Disgraced former Permanent Secretary to the President, Carter Morupisi, has absolved the President Mokgweetsi Masisi of any blame for his woes and rejection of his request to have his contract renewed.
The president, says Morupisi, could not prevail over circumstances surrounding him. The erstwhile most powerful individual in the public service told this publication in an interview at his home in Gaborone yesterday (Monday) that inspite of his ouster from the public service, he was leaving a contented man who has given his all to his beloved country.
“I did not anticipate my current situation,” he said. “It did not occur to me that one day I could be in jail at the hands of the same government that I have sacrificed my life for.”
Morupisi who entered the civil service at the age of 23 years at the Ministry of Agriculture and rose through the ranks until he reached the pinnacle as PSP in October 2014. He describes his last days in office as hell. “I have served the two presidents with selflessness and sacrifice,” he said yesterday. “I have given my all. I have taken the bullets, some of which were not even mine, during my service. It did not bother me because I knew that it came with the territory. The end, as you can see, unfortunately does not reflect my contribution.”
Masisi suspended Morupisi on 2nd September 2019 following corruption charges being laid against the PSP and appointed Elias Magosi to act in his place until the latter was confirmed as the substantive PSP on 1st March 2020. Upon the end of his term, Morupisi applied for a contract renewal but was rejected just before Magosi was confirmed as his replacement.
Morupisi says he was not really disappointed by the rejection because he knew the forces behind it. “It was not the President but the circumstances surrounding him,” he said. “I wanted to come back to assist and rescue the President. I wanted to help him to settle well and assist with administrative guidance. I did not intend to stay there. I just asked for a two-year contract renewal because I thought he needed my institutional memory and experience.”
Regarding his much-vaunted press conference that he had to cancel at the last moment, Morupisi said while he remained a strong advocate of human rights and did not agree with the presidency’s interpretation of the Public Service Act. “But I accepted their position,” he said. “To me, they were expressing a discomfort with me going ahead with the press conference and I considered it.”
Morupisi was directed by the presidency to desist from holding the press conference in the stated capacity and at the official residence.
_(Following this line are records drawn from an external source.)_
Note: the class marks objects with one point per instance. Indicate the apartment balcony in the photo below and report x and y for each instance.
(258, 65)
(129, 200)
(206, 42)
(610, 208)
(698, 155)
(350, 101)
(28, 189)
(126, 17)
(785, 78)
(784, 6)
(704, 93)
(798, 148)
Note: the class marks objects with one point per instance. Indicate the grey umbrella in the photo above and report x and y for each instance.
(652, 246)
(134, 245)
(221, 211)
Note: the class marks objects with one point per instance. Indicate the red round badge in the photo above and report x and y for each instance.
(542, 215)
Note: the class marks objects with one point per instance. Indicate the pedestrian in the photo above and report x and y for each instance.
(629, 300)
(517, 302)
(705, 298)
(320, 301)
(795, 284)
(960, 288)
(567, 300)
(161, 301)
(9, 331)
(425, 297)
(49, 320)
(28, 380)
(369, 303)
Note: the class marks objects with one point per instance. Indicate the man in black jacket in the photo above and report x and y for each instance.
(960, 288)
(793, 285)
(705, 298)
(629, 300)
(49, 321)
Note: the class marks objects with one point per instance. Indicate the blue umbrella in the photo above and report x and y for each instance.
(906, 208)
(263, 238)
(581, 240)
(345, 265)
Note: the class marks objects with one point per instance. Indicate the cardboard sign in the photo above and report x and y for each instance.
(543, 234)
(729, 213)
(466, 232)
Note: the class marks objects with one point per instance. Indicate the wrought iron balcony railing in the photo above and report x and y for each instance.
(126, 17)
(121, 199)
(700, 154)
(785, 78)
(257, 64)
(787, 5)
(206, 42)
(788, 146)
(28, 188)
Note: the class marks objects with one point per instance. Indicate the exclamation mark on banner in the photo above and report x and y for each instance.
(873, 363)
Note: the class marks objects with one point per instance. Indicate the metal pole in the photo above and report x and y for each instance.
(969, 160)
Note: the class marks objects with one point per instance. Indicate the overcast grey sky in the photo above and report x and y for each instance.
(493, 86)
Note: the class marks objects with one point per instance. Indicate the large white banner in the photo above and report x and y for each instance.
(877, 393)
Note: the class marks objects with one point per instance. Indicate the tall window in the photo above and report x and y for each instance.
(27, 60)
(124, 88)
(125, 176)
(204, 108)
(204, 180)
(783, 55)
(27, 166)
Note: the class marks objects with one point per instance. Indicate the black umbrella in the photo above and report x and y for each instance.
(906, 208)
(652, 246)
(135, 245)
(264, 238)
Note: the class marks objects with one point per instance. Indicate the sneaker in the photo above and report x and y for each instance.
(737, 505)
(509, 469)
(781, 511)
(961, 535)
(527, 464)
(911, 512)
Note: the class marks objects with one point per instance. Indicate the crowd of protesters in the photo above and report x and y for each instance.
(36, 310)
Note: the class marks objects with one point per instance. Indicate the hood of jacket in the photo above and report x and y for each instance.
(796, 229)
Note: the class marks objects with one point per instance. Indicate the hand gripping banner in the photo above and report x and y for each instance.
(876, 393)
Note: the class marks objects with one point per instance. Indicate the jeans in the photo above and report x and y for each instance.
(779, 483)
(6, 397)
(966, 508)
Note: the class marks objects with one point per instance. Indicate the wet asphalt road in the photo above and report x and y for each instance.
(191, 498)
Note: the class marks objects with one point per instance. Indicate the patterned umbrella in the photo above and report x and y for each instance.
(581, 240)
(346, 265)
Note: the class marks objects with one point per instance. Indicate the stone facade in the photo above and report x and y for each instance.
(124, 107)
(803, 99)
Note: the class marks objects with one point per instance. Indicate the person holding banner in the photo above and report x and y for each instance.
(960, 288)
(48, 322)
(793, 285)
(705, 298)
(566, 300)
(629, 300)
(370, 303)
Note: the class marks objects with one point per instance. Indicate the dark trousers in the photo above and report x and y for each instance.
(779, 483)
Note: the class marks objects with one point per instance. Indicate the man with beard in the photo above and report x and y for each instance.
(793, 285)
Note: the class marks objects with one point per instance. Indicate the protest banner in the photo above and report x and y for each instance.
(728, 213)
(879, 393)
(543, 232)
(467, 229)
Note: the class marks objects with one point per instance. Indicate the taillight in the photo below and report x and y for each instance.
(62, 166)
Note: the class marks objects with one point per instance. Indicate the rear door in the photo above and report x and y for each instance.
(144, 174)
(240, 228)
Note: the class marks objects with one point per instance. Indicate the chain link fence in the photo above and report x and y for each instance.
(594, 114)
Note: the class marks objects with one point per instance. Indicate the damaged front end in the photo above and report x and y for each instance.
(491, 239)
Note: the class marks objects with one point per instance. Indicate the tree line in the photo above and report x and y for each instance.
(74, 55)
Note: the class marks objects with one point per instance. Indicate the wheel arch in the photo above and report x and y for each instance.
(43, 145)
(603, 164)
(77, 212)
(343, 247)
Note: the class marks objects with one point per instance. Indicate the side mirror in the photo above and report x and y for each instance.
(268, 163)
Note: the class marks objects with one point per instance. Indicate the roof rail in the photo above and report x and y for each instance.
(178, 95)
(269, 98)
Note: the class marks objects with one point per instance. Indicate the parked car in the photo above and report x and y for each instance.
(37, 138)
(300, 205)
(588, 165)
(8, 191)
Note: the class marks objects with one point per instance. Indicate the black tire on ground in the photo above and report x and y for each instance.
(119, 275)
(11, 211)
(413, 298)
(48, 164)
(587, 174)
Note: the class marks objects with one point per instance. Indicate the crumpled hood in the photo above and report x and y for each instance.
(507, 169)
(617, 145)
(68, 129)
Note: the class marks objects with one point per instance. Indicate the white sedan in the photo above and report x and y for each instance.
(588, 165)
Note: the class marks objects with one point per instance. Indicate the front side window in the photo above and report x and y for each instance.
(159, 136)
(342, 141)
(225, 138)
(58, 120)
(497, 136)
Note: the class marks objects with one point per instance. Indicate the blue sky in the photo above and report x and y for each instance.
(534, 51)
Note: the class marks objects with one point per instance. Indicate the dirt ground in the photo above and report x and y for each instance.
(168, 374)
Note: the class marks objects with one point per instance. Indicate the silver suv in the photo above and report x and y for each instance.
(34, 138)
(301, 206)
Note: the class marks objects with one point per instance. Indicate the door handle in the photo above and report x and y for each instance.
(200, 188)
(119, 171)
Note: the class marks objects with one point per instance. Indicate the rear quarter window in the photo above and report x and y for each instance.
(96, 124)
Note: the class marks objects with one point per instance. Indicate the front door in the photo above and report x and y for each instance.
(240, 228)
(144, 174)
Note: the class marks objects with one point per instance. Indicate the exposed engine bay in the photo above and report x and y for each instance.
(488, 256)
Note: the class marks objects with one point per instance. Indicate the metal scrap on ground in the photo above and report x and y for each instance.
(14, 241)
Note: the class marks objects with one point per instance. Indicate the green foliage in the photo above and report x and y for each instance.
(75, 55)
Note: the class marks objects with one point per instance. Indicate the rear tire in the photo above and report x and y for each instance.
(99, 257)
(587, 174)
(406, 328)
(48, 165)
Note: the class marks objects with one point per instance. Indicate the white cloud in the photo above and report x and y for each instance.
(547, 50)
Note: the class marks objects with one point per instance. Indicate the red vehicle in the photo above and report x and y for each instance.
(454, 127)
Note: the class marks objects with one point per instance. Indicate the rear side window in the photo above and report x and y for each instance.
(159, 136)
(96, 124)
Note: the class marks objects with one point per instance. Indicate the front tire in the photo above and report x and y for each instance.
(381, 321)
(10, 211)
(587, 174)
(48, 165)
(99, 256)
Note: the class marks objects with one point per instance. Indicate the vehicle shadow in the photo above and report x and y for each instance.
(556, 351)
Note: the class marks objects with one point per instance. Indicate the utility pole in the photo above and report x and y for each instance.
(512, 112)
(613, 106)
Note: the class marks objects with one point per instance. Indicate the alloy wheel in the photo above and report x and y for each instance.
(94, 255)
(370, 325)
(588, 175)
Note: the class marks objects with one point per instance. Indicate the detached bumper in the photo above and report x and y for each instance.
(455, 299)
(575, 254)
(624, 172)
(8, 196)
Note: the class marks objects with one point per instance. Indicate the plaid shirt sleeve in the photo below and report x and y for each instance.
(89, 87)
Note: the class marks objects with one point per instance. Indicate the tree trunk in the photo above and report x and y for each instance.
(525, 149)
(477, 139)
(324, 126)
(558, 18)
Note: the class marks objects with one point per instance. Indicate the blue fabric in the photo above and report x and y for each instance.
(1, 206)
The disputed clause under publications, interviews and use of official information, the Public Service Act reads: “Every employee shall not, without the express written permission of the PSP, directly or indirectly, reveal, or use for private purposes, any information coming to his or her knowledge or acquired by him or her of the nature or the contents of any document communicated to him or her either in the course of his or her duties or in his or her capacity as an officer, otherwise than in the proper discharge of his duties as authorised by law or competent authority.”
Morupisi argues that at the press conference that he was compelled to abort, he was going to speak about himself and not the business of government, which is the thrust of the relevant clause. This is a man who boasts a wealth of experience in the public service as the PSP and says of all his predecessors, only former president Festus Mogae rates above him experentially. “It is not a secret,” he said. “I was the most experienced and productive PSP in the history of Botswana and what I have achieved has not been achieved before.”
Morupisi is convinced that Masisi is sincere about what he has set himself to achieve for the country. “That I know for sure,” he said. “But things have not moved at the pace which he had anticipated and set for himself. The ministers and the technocrats, in my view, are just not moving. We seem not to be moving against the soaring problems of this nation like unemployment.”